Both Bishop and Montgomery picked up golf while in middle school and enjoy the personal challenge the sport presents as well as having to deal with different course layouts.

“You might shoot an 85 one day and then come out the next and shoot par,” Bishop remarked. “There’s also the fact that unlike other sports where the playing fields are pretty much the same, in golf each course is laid out different and presents its own challenges.”

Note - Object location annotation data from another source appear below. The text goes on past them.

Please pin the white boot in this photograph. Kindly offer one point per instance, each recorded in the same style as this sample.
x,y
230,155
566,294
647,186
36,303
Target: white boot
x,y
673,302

“While there is a team concept to the matches, you are also competing against yourself and the scores you posted before,” added Montgomery. “It’s more of an individual sport in that your play doesn’t depend on someone else doing something.”

Both players are taking extra instruction from swing coaches — Bishop working with Zeb Patton in Chattanooga for the last three years and Montgomery going to Georgia to train with Russ Allstun from Dalton Golf and Country Club, for the last month and a half.

“He videos my swing to evaluate it. I go down there about once every two weeks,” Montgomery explained. “I feel like I know my swing better now and have matured to become a better player.”

“I feel like my strengths are my driving and chipping. I’m feeling good about my driver. I only missed one fairway in the region tournament,” he added. “My chipping has improved. I’m able to get up and down for birdies. In region playoff I got up and down from 50 yards out for a birdie to win it.”

“My strength is my driver,” proclaimed Bishop, who was also the second-low medalist with an 81 at the girls region tournament. “I’m able to outdrive most of the girls I play with.”

“She has a very strong competitive drive. She is harder on herself than anyone else is,” related Williams. “She made up her mind she wants to play golf in college and she’s working hard to accomplish that goal.”

“I would love to be a professional golfer someday, but right now I’m working to get my game to the level to where I’ll have a chance to play in college,” she commented.

So far the 4.0 straight A student athlete has drawn interest from Berry and Rhodes colleges, as well as Lee and Bradley universities.

The 20-plus hours a week of extra work on their games has really paid off for the local linksters as they will carry the Bradley County banner high as they make the journey over Monteagle Mountain.